Writer/director combo Johannes Hartmann and Sandro Klopfstein absolutely nail the balance in tone needed for a movie like this. Too often, there’s a temptation to wink at the audience, to let everyone know that we’re all in on the joke. Everyone knows that the whole idea of the story is wildly stupid. So, the inclination of the creative team is to lean into that and play it for laughs as if they’re better than the source material.

The other option is to take the story too seriously. To sap all the fun out of the proceedings. Hartmann and Klopfstein pull the strings just right. They know when to play it straight. Likewise, they know when to be funny. Mad Heidi is wildly funny, but it’s funny by way of good writing and creativity, not through ironic self-ridicule.

At the heart of the story is Heidi herself. Everything hinges upon her, and the role demands a strong performance to stick the landing. Alice Lucy performs incredibly. Through her whole journey, from simple farm-girl, to prisoner, to veritable bad-ass, Lucy consistently brings the character to life with charm and believability.

Of course, what good is a hero without an equally impressive villain? Casper Van Dien likewise brings his absolute best in his role as President Meili. The inclination of a lesser actor would be to play him as a wild caricature, but Van Dien keeps it under control. There are a good number of moments where he deliberately chews the scenery, but in context it works. When it’s needed, it’s hilarious. When he needs to be more restrained and genuinely evil, he does exactly that.

Everyone’s performance throughout the movie is wonderfully straight-faced. The occasional one-liner and ridiculous reading get through, but only when it’s appropriate for the moment. Throughout the story, everyone plays their part as if they’re real people. That’s the piece that’s missing in most of the modern exploitation-worship in the last few years. There’s genuine effort being put into Mad Heidi. It’s easy to make a bad movie. The hard task is making a good movie out of a bad idea. Hartmann, Klopfstein, and company took the hard path and made a fantastic movie out of an absurd idea.

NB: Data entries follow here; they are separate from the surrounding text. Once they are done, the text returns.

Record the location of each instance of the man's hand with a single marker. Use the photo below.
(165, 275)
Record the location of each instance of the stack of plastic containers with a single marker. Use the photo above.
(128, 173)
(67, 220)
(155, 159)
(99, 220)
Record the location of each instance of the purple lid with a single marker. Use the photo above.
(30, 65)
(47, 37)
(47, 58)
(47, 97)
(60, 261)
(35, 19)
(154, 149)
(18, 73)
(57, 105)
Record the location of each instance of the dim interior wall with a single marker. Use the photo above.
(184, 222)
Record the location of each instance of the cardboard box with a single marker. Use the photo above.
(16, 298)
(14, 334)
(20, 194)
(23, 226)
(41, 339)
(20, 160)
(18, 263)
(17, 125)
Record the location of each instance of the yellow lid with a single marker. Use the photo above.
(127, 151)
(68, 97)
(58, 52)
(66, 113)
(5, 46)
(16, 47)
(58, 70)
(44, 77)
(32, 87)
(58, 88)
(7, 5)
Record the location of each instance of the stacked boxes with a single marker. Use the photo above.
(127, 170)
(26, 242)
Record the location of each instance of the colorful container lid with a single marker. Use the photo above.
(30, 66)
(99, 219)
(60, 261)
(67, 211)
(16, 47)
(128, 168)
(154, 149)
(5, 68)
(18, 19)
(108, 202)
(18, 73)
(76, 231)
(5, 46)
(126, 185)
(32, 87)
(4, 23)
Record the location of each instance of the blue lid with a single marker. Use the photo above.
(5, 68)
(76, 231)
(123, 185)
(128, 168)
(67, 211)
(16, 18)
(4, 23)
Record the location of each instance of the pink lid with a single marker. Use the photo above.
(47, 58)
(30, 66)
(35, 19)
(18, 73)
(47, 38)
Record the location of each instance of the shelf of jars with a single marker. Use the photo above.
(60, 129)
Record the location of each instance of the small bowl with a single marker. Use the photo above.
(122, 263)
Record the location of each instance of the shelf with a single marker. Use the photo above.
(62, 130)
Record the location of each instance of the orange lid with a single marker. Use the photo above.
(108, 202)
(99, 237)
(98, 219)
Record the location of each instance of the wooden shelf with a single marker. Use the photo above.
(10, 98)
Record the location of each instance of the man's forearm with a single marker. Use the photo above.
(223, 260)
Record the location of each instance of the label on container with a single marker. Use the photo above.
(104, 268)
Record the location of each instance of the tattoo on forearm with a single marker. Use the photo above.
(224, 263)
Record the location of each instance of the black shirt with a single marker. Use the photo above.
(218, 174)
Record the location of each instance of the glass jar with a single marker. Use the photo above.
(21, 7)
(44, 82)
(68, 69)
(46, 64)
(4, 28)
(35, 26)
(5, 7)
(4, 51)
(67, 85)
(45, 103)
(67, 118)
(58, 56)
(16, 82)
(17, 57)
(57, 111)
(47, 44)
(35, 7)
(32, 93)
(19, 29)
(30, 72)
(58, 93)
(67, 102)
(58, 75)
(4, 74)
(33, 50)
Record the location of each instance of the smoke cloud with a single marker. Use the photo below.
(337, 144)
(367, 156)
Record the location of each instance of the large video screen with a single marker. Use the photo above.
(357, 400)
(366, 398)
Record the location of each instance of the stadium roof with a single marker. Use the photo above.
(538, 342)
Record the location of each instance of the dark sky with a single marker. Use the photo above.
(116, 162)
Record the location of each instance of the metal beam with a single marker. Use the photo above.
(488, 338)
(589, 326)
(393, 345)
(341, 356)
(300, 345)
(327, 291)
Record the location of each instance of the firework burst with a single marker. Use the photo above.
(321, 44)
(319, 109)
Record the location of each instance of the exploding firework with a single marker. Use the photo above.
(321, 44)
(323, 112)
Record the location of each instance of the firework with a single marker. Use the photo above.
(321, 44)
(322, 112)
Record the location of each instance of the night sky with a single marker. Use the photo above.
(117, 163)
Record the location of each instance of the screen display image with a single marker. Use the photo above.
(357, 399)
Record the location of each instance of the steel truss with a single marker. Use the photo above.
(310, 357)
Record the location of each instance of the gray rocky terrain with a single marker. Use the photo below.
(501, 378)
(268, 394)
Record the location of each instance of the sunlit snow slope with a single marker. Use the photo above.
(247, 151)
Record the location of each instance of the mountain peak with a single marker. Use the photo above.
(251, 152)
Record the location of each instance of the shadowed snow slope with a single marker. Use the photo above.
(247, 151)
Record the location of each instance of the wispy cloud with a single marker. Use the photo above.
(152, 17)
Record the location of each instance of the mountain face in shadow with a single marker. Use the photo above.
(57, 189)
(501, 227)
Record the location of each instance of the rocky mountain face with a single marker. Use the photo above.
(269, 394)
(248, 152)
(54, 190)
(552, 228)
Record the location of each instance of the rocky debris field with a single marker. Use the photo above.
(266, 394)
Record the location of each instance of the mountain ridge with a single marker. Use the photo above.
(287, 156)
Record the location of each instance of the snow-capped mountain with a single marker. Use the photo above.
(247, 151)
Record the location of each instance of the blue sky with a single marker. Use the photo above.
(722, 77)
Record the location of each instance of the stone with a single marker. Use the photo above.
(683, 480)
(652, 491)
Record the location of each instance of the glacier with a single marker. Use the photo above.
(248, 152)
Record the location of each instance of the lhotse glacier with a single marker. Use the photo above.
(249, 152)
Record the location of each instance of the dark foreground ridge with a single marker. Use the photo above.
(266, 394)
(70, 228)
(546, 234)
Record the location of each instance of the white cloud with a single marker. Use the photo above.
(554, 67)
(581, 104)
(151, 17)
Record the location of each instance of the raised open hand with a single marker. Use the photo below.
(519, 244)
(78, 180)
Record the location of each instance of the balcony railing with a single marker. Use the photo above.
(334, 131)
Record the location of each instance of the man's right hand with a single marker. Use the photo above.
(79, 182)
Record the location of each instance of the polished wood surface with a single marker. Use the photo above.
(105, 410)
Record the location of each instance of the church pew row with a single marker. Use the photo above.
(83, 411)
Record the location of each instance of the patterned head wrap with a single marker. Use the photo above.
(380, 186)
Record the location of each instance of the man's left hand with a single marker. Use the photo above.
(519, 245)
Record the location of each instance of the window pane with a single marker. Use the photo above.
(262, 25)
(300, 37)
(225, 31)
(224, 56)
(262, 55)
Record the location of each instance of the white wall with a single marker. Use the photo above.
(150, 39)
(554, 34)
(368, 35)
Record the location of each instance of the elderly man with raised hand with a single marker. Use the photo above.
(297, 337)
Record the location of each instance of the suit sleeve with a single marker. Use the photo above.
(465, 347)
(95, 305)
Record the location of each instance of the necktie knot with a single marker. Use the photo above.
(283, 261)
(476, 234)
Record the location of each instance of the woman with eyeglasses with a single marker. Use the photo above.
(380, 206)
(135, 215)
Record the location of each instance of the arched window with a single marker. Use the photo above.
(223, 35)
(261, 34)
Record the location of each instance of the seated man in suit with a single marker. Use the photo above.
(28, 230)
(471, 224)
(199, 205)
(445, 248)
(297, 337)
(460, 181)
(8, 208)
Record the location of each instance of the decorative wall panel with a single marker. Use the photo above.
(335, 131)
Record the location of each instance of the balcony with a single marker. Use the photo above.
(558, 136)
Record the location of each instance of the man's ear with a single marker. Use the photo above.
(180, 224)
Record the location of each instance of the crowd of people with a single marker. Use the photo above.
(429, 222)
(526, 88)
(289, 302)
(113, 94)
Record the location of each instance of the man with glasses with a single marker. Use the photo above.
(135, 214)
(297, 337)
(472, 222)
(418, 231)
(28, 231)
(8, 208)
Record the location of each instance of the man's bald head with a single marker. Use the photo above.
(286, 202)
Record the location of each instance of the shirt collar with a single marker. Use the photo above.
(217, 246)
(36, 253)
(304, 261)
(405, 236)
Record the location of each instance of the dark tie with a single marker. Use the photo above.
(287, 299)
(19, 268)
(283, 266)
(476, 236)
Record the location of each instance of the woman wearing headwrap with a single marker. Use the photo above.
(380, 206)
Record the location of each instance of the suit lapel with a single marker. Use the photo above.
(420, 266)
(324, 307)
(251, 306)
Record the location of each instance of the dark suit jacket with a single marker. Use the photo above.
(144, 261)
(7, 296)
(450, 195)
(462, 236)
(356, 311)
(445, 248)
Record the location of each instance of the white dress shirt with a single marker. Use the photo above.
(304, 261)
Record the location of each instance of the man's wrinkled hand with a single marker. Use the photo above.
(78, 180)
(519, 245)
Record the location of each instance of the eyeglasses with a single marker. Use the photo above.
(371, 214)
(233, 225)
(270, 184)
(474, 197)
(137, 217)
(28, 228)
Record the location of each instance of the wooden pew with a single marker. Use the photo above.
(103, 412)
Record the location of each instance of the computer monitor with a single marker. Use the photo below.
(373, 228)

If one weakness can be found, it would be in moments of violence. There’s a tendency to avoid the moment of impact. We see a weapon raised. We see the awesomely bloody aftermath. The in-between moment, however, tends to be left to our imagination. It’s a minor nitpick to be had, but for a movie otherwise unafraid to be so egregiously bloody, it sticks out as odd to consistently miss the moment of impact.

But don’t let that fool you. The aftermath is on full display. The other downfall of the retro-exploitation film is the unwillingness to be an exploitation film. Again, this seems to stem from a sense of superiority to the source material. There’s a desire to enjoy bloody, excessive, nudity-laden filth, but at the same time the creative team doesn’t want to be that type of movie. It wants to be better than that.

Mad Heidi has no such qualms. It’s not just wanting to be an exploitation film. It wants to be all the exploitation films. There’s a little bit of everything in this bad boy. We’ve got exploitation, nazisploitation, and nunsploitation. There’s women-in-prison and women’s wrestling. There’s gore, gratuitous nudity, and Kung Fu. This movie has it all.

There’s so much going on in Mad Heidi that it frustrates one to try to pin it down into one genre. It’s kinda Action, kinda Comedy, kinda Revenge, kinda Spaghetti Western. Kinda a little bit of everything. In the end, we’ll just have to trust the filmmakers to describe what kind of movie this is: Swissploitation.

Mad Heidi is everything I want to see in a movie. It’s bloody, creative, over-the-top, and best of all, it’s fun. Give Mad Heidi a watch and support some truly independent cinema.